Click to expand/collapse

 

Daniel Smith: Welcome to On Tech Ethics with CITI Program. Today, I’m going to speak to Yael Bensoussan, who is an assistant professor of otolaryngology at the University of South Florida Health Morsani College of Medicine and a fellowship-trained laryngologist. She is also the principal investigator of the Bridge2AI-Voice Project, a multi-institutional endeavor funded by the National Institutes of Health to fuel voice as a biomarker of diseases. In our conversation, we are going to discuss voice as a biomarker of diseases, including ethical considerations and how this technology could change the way we diagnose and monitor diseases.

Before we get started, I want to quickly note that this podcast is for educational purposes only. It is not designed to provide legal advice or legal guidance. You should consult with your organization’s attorneys if you have questions or concerns about the relevant laws and regulations that may be discussed in this podcast. In addition, the views expressed in this podcast are solely those of our guests. And on that note, welcome to the podcast, Yael.

Yael Bensoussan: Thank you so much for having me.

Daniel Smith: It’s great to have you. So I briefly introduced you and talked a bit about your background, but can you tell us more about yourself and what led you to explore the idea of voice as a biomarker of health through your work at the Morsani College of Medicine?

Yael Bensoussan: Yeah, of course. So I’m Canadian, and I actually did a lot of singing. I was a singer-songwriter in my past life. And then I studied speech pathology, which specifically helps people rehabilitate their voice. So I’ve always been really passionate about voice. And then I got into med school. I became an ENT surgeon knowing that I always wanted to treat people’s voices for a living, because I knew that people that lost their voice felt really bad. They lost their identity, they couldn’t communicate. So that was always a dream of mine. So I opened the voice center here with Dr. Stephanie Watts about five years ago, where we treat people with voice conditions. And then from a research perspective, we got really interested in, well, we can tell when people are sick because we listen to voices all the time, but can AI listen to it as well and make the same determination?

We’re not the only ones who are interested in this. Obviously, we came at the best moment because there was kind of a lot of people interested at the same time. This is when we decided to apply to this NIH funding opportunity called the Bridge2AI Program that had really traditional biomarkers like genomic biomarkers, radiology. And then we came with this theme of the voice. I think at first they were a little scared to fund us because they thought it was a little bit out of the box, and government money needs to fund things that are more secure, but they’re very happy because now they realize the potential of it.

Daniel Smith: That’s wonderful. I think you’ve alluded to this a bit, but just so our listeners fully understand and are on the same page, can you just briefly tell us what does it mean to use voice as a biomarker of health or disease?

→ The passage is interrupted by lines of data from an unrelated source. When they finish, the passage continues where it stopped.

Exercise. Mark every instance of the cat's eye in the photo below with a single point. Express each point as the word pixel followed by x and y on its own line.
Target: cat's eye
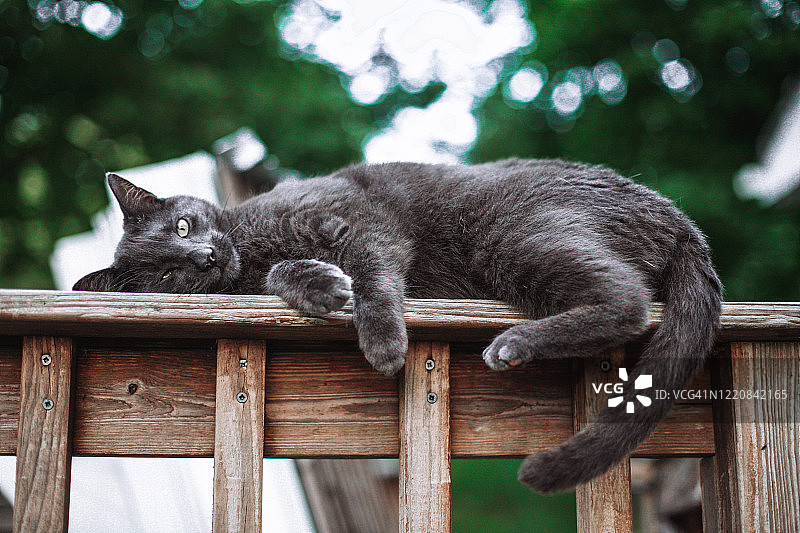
pixel 182 228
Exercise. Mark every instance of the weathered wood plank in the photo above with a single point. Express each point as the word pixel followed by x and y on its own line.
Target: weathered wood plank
pixel 766 435
pixel 136 397
pixel 41 501
pixel 239 436
pixel 10 363
pixel 604 504
pixel 425 439
pixel 219 316
pixel 718 473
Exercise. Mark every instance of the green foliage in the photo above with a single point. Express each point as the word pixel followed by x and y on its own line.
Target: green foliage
pixel 171 82
pixel 689 151
pixel 487 498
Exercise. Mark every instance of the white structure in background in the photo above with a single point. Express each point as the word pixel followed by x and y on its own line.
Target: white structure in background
pixel 155 495
pixel 778 172
pixel 411 43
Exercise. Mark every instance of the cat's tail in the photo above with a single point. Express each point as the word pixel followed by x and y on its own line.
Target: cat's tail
pixel 693 298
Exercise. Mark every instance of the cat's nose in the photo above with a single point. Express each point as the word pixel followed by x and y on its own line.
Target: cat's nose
pixel 203 258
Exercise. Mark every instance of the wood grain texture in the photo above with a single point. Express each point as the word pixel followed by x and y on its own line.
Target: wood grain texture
pixel 604 504
pixel 44 452
pixel 425 440
pixel 224 316
pixel 10 363
pixel 718 473
pixel 156 398
pixel 767 436
pixel 239 436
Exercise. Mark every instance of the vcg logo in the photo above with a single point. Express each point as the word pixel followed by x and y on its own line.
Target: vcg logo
pixel 645 381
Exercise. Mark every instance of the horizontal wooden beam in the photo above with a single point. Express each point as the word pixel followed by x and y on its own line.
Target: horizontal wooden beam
pixel 224 316
pixel 157 398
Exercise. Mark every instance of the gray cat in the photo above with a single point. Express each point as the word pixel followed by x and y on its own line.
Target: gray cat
pixel 579 249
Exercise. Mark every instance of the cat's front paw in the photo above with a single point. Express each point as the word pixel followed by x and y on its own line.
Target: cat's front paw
pixel 384 345
pixel 508 349
pixel 312 287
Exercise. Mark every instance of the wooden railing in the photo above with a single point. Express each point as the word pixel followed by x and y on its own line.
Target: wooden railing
pixel 244 377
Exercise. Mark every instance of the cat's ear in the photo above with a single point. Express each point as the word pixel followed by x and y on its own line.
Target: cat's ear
pixel 132 199
pixel 104 280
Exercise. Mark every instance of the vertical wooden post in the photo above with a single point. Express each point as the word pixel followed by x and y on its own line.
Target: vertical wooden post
pixel 604 504
pixel 44 455
pixel 425 439
pixel 718 473
pixel 764 435
pixel 239 436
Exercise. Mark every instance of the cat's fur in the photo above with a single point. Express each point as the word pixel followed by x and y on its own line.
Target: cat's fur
pixel 579 249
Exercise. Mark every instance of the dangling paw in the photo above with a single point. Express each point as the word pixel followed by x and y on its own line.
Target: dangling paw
pixel 507 350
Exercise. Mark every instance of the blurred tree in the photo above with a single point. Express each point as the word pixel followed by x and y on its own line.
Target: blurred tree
pixel 689 147
pixel 171 81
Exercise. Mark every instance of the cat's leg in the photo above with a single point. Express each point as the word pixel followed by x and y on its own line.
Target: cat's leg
pixel 594 302
pixel 310 286
pixel 378 304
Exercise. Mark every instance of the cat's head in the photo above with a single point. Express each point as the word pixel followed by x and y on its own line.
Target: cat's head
pixel 179 244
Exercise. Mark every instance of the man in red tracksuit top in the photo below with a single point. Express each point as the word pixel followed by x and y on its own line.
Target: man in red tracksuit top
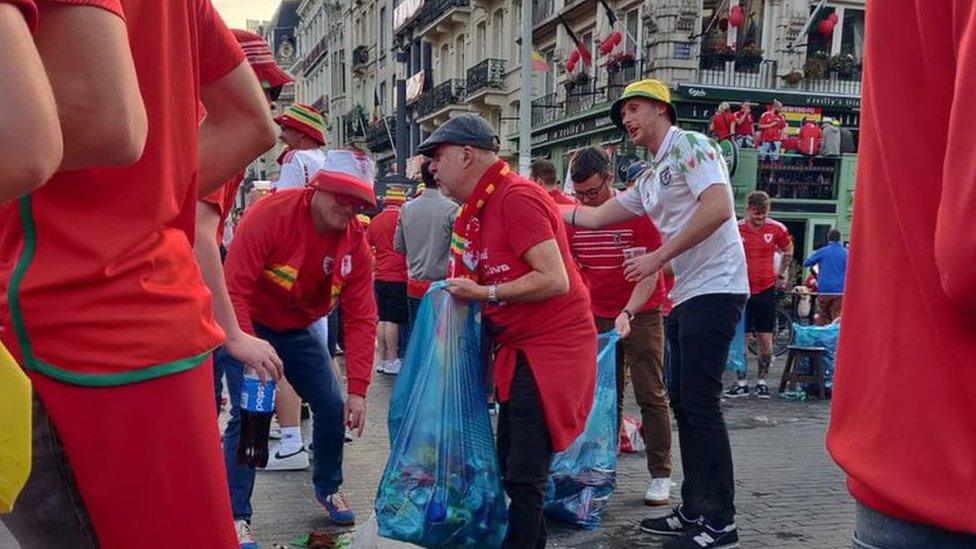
pixel 293 255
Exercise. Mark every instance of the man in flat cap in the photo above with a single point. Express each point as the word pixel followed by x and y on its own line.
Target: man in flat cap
pixel 510 251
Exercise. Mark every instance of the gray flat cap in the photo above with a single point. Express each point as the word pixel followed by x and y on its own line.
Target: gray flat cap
pixel 466 129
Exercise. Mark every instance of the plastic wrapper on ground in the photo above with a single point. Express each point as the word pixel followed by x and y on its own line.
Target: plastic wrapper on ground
pixel 582 478
pixel 442 486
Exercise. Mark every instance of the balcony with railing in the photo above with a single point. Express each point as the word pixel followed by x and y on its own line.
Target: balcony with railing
pixel 719 70
pixel 440 97
pixel 442 16
pixel 381 136
pixel 545 110
pixel 486 78
pixel 542 10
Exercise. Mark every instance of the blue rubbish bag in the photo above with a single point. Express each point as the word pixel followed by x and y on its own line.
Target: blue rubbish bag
pixel 737 351
pixel 582 477
pixel 442 485
pixel 818 336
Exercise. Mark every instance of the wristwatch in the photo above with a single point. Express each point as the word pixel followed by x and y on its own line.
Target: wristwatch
pixel 493 295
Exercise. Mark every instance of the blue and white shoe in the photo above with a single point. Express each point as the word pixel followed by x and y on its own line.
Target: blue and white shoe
pixel 340 512
pixel 245 536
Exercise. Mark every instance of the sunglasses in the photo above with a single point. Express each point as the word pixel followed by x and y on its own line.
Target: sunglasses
pixel 589 194
pixel 354 204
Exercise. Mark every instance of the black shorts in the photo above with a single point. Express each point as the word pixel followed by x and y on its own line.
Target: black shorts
pixel 391 300
pixel 761 312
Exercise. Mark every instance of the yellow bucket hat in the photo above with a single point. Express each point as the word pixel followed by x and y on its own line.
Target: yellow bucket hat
pixel 648 89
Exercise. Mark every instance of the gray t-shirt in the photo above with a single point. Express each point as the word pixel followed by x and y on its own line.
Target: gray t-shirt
pixel 424 233
pixel 687 164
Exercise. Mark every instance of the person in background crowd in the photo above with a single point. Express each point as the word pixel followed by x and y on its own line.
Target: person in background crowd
pixel 391 280
pixel 810 137
pixel 303 132
pixel 634 171
pixel 103 371
pixel 772 127
pixel 831 262
pixel 762 238
pixel 689 196
pixel 296 252
pixel 633 309
pixel 723 121
pixel 543 172
pixel 212 212
pixel 901 422
pixel 830 146
pixel 745 133
pixel 509 250
pixel 423 233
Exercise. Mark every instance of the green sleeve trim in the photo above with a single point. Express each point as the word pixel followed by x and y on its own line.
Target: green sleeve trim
pixel 31 361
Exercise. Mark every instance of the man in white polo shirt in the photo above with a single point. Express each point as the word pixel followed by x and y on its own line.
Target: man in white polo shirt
pixel 687 193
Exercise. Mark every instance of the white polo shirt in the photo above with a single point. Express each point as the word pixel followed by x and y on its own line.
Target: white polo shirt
pixel 687 164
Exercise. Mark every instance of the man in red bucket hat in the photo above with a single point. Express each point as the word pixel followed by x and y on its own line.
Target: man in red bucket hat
pixel 294 255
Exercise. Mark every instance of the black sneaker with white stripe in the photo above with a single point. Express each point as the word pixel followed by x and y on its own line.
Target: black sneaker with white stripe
pixel 702 536
pixel 675 524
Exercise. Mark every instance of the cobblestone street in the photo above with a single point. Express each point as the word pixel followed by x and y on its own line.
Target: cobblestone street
pixel 788 491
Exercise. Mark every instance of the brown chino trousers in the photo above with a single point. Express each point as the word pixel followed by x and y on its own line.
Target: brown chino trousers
pixel 642 352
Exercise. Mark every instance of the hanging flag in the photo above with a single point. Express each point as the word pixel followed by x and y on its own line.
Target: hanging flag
pixel 611 16
pixel 584 52
pixel 375 115
pixel 539 63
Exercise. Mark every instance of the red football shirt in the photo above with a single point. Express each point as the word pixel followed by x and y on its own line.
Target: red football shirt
pixel 600 256
pixel 391 265
pixel 98 264
pixel 557 335
pixel 284 274
pixel 222 199
pixel 774 133
pixel 722 125
pixel 28 7
pixel 761 245
pixel 902 419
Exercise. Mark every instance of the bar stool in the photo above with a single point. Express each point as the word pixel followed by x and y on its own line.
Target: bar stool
pixel 791 376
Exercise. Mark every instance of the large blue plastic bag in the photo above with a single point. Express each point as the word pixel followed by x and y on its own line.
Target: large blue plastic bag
pixel 582 477
pixel 737 351
pixel 442 486
pixel 818 336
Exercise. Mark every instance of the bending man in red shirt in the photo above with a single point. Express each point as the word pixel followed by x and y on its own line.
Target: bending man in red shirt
pixel 762 238
pixel 633 308
pixel 510 251
pixel 391 281
pixel 294 255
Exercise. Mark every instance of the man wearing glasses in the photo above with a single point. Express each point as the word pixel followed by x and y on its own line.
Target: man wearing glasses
pixel 294 254
pixel 633 308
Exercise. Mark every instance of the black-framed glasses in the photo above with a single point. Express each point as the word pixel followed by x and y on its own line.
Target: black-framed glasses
pixel 590 194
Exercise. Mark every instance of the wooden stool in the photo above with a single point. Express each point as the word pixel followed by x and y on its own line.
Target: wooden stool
pixel 790 376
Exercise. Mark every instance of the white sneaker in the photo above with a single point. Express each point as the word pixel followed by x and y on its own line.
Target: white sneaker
pixel 287 461
pixel 659 492
pixel 245 537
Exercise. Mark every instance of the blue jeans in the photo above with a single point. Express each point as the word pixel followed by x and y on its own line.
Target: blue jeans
pixel 308 369
pixel 874 530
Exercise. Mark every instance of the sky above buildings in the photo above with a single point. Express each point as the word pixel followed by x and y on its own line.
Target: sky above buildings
pixel 236 12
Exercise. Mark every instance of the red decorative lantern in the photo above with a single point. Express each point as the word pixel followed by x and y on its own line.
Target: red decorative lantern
pixel 736 16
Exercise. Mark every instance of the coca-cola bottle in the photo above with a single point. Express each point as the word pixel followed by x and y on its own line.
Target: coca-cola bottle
pixel 257 407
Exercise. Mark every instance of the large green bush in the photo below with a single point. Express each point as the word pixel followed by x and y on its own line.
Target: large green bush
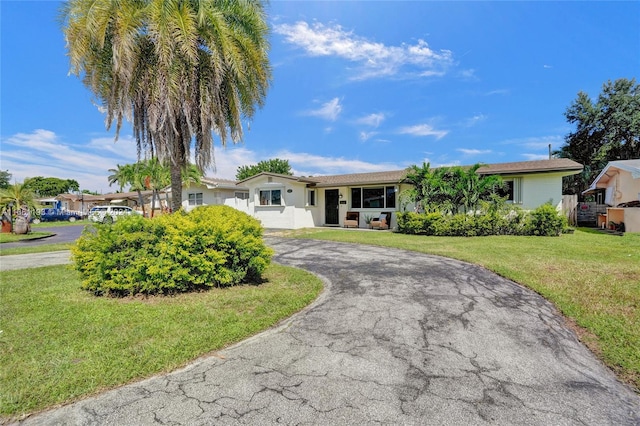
pixel 546 221
pixel 543 221
pixel 211 246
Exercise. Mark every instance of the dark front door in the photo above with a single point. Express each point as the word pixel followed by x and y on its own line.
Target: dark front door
pixel 331 207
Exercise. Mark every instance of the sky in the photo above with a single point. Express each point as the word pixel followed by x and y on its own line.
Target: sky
pixel 358 86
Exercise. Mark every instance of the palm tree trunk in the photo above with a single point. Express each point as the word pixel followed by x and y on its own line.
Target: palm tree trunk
pixel 141 201
pixel 176 186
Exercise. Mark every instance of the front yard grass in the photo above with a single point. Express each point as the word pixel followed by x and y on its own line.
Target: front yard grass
pixel 593 279
pixel 59 343
pixel 12 238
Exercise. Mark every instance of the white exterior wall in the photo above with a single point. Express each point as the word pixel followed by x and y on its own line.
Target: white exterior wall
pixel 374 213
pixel 540 189
pixel 292 214
pixel 213 196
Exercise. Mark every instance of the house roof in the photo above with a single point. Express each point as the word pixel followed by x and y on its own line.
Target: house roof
pixel 212 183
pixel 393 176
pixel 396 176
pixel 610 170
pixel 268 174
pixel 538 166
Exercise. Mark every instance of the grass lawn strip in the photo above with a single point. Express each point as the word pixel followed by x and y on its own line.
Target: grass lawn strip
pixel 35 249
pixel 59 343
pixel 593 279
pixel 12 238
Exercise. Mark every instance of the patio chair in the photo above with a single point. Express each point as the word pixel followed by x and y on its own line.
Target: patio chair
pixel 382 222
pixel 352 220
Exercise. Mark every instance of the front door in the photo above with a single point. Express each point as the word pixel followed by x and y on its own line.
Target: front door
pixel 331 206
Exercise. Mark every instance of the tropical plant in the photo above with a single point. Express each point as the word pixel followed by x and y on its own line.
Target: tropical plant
pixel 448 189
pixel 275 165
pixel 5 179
pixel 51 186
pixel 180 69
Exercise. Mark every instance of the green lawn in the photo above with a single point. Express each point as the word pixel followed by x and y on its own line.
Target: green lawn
pixel 59 343
pixel 593 279
pixel 12 238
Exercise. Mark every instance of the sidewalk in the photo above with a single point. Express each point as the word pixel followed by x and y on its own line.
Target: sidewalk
pixel 34 260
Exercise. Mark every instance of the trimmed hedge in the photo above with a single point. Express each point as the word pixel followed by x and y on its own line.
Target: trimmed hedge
pixel 212 246
pixel 543 221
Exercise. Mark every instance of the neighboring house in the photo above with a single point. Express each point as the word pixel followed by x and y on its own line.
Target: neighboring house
pixel 533 183
pixel 84 202
pixel 292 202
pixel 618 185
pixel 212 191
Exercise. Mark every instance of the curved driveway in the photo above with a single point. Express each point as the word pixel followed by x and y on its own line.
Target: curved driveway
pixel 397 338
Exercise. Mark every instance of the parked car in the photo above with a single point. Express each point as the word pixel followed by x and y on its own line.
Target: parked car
pixel 109 214
pixel 52 215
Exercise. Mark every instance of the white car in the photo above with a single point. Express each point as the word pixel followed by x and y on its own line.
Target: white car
pixel 109 214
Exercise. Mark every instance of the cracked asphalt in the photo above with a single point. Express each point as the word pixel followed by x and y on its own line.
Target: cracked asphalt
pixel 396 338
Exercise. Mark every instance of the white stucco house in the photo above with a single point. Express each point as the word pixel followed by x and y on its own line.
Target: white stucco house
pixel 619 185
pixel 291 202
pixel 212 191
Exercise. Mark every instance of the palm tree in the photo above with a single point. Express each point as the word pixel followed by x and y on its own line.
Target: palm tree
pixel 180 69
pixel 129 174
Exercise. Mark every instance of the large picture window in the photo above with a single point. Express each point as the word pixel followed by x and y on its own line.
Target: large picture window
pixel 195 199
pixel 271 197
pixel 383 197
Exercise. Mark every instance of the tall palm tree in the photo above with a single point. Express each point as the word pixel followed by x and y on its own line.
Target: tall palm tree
pixel 129 174
pixel 180 69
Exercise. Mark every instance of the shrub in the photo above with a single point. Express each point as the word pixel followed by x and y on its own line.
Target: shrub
pixel 543 221
pixel 546 221
pixel 211 246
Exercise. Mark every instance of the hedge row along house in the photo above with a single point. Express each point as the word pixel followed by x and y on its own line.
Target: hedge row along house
pixel 292 202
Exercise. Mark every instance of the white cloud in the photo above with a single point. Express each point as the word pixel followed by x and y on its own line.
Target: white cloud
pixel 537 142
pixel 375 59
pixel 423 130
pixel 365 136
pixel 373 120
pixel 472 121
pixel 328 111
pixel 42 153
pixel 497 92
pixel 305 164
pixel 466 151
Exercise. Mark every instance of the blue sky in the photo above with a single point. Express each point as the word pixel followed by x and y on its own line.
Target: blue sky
pixel 357 86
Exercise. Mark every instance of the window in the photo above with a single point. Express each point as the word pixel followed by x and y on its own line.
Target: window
pixel 512 190
pixel 311 197
pixel 242 195
pixel 356 198
pixel 271 197
pixel 195 199
pixel 383 197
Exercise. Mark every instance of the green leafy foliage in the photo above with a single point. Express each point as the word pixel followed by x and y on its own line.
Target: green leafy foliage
pixel 274 165
pixel 449 189
pixel 212 246
pixel 546 221
pixel 543 221
pixel 50 186
pixel 606 129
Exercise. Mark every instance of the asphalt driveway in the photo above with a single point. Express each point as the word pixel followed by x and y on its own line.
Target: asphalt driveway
pixel 396 338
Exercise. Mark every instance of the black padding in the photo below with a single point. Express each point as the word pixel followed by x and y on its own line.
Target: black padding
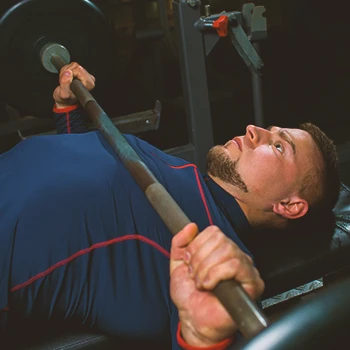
pixel 318 325
pixel 285 261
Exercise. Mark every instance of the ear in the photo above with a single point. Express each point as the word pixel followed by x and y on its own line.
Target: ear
pixel 292 208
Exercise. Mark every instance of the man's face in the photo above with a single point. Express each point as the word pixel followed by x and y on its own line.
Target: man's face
pixel 267 164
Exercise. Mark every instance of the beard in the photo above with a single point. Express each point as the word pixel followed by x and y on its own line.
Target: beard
pixel 220 165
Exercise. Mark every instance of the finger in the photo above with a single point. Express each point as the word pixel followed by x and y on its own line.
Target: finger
pixel 203 237
pixel 80 73
pixel 182 239
pixel 206 250
pixel 244 273
pixel 223 252
pixel 64 91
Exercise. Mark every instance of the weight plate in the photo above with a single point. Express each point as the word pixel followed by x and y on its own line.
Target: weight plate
pixel 28 26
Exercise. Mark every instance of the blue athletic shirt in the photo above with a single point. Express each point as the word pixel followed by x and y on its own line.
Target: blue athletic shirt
pixel 79 240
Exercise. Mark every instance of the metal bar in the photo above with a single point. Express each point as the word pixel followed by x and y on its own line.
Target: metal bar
pixel 194 79
pixel 239 305
pixel 258 96
pixel 245 48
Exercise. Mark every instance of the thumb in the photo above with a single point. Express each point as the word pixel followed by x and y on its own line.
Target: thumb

Yael Bensoussan: Yeah, great question. So basically, when we talk, when we speak, there’s a lot of information in our speech or in our voice that could tell how healthy we are. So for example, if you’re tired, usually the voice sounds a little bit lower, slower pace. If you’re sick, when you have laryngitis, for example, that’s inflammation around your vocal cords, that’s going to cause the sound of your voice to be different, more rough. And then people will ask, “Well, are you sick? You sound like you have laryngitis.” Right? So it’s really these types of cues that we’re trying to listen to in the voice. So there’s a way to do it more humanly and extensively, and say, “Hey, you sound like your voice is rough. You probably have laryngitis.” But then we want to train artificial intelligence models to be able to do that at scale, because there’s only a few of us that could listen to voices. How about if now we have the tools to make anybody able to do what we hear?

Daniel Smith: So I recently attended a talk where they shared about some of the diseases and disorders that you can identify using voice biomarkers. It was very interesting, things that people may not think could be possible through this. So can you talk a bit more about the type of work that you’re currently doing and the types of diseases and disorders that you’re able to identify using voice biomarkers?

Yael Bensoussan: Yeah, absolutely. So I always categorize it as three different categories. There’s the one, first of all, that we call the voice disorders, where it’s specific disease that affect your voice box. Obviously, it’s going to change your voice. So examples like voice box cancer, laryngeal cancer, laryngitis, something called vocal cord paralysis where it’s really affecting your voice box. So the source of the sound will be different. Okay? Then you have another category of disease that’s called voice and speech affecting disorder. So it’s not that your voice box is affected. It’s really something else that’s affecting the way you speak. So for example, neurological disorders like Alzheimer’s, right? It’s not affecting the voice box per se, but it will have an impact of the words you say and then how the speech will sound. Parkinson’s, that’s another one. Things like pneumonia, right? It’s going to change the way you breathe in your speech, so it’s going to affect how you sound. So that’s the second category.

The third category, which is a lot less intuitive, is diseases that have nothing to do with speech or voice. And somehow the technology is good enough to find a difference. So an example is like diabetes. There’s a few groups out there who are building models that can make a difference between people’s voices who have diabetes and those who don’t, or hypertension. So when you think about it, it’s pretty crazy, because me as a clinician, although I listen to voices all day, every day, I cannot tell if somebody’s voice has diabetes. So I’m actually a little skeptical about the technology because I want to be able to believe it, but those are things that are being investigated.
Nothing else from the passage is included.